For Blake’s twenty-eighth birthday in August, Danielle and I carried him to see a Texas Rangers game in Arlington, Texas. We stayed with our good friends, Cokey and Emma Kelley in Newark, Texas, where I was their pastor for seven years at First Baptist Church.
Early that morning as we sat on their patio drinking coffee, I looked at the house next door and thought of Al Pothoff. Al and his wife Lucille lived in that house next door to the Kelleys thirty years ago when we were in Newark. They were members of our church, and Al was a faithful participant in our men’s Sunday School class. Al did not have an extensive knowledge of the Bible, but he did know one verse well, and frequently quoted it. It was John 13:17 in which Jesus said, “If ye know these things, happy are ye if ye do them.” In fact, Al liked that verse so much that he could figure out some way to inject it into almost every Sunday School lesson.
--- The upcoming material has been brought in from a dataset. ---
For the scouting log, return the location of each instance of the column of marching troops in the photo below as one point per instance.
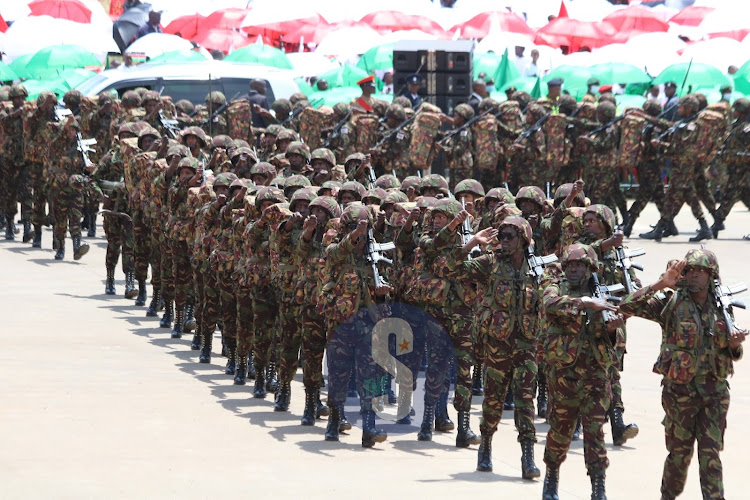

His tendency to do that was like the local politician who loved Patrick Henry’s famous saying, “Give me liberty or give me death.” On any occasion when the politician had the opportunity to speak, he used those words of Patrick Henry—“Give me liberty or give me death.” In fact, he used the words so much that the locals got tired of hearing them. One year as they approached an Independence Day program in the park, they knew that they had to invite the politician to speak, but they did not want to hear Patrick Henry’s words anymore. So, in order to avoid that, they decided to assign the politician a topic for his speech in which he could not possibly use Patrick Henry’s famous phrase. They asked him to speak on the subject of “Horse Colic.” When the time arrived for him to speak at the Independence Day rally, the politician got up and began his speech by saying, “I have been asked to speak on the subject of ‘Horse Colic.’ That requires a definition. ‘Horse colic’ may be defined as an undigested morsel of horse food moving up and down the esophagus of a horse crying, ‘Give me liberty or give me death.’” Al Pothoff was about that ingenious when it came to working into the Sunday School lesson the words of Jesus, “If ye know these things, happy are ye if ye do them.”
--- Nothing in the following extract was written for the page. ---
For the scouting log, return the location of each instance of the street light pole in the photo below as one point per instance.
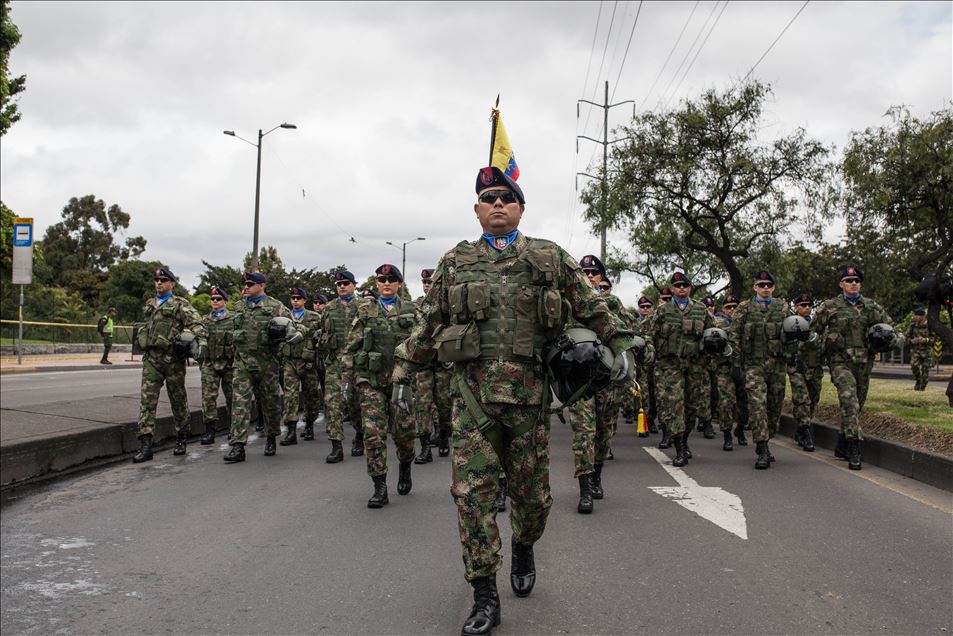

To tell you the truth, I had never paid much attention to that verse of scripture. But, thanks to Al, I became very familiar with it. And the more familiar I became with it, the more impressed I was with its truth.
Jesus spoke those words to His disciples at the conclusion of His washing their feet at the Last Supper. They had been fighting for the chief seats at the table, but Jesus gave them an unforgettable lesson in servanthood by washing their feet. And then He said that this was the way to true happiness. He also warned them that it was not enough to admire these things. They needed to do them. Thanks to Jesus and to Al, it’s an assignment that I have not completed, but one that I can’t forget.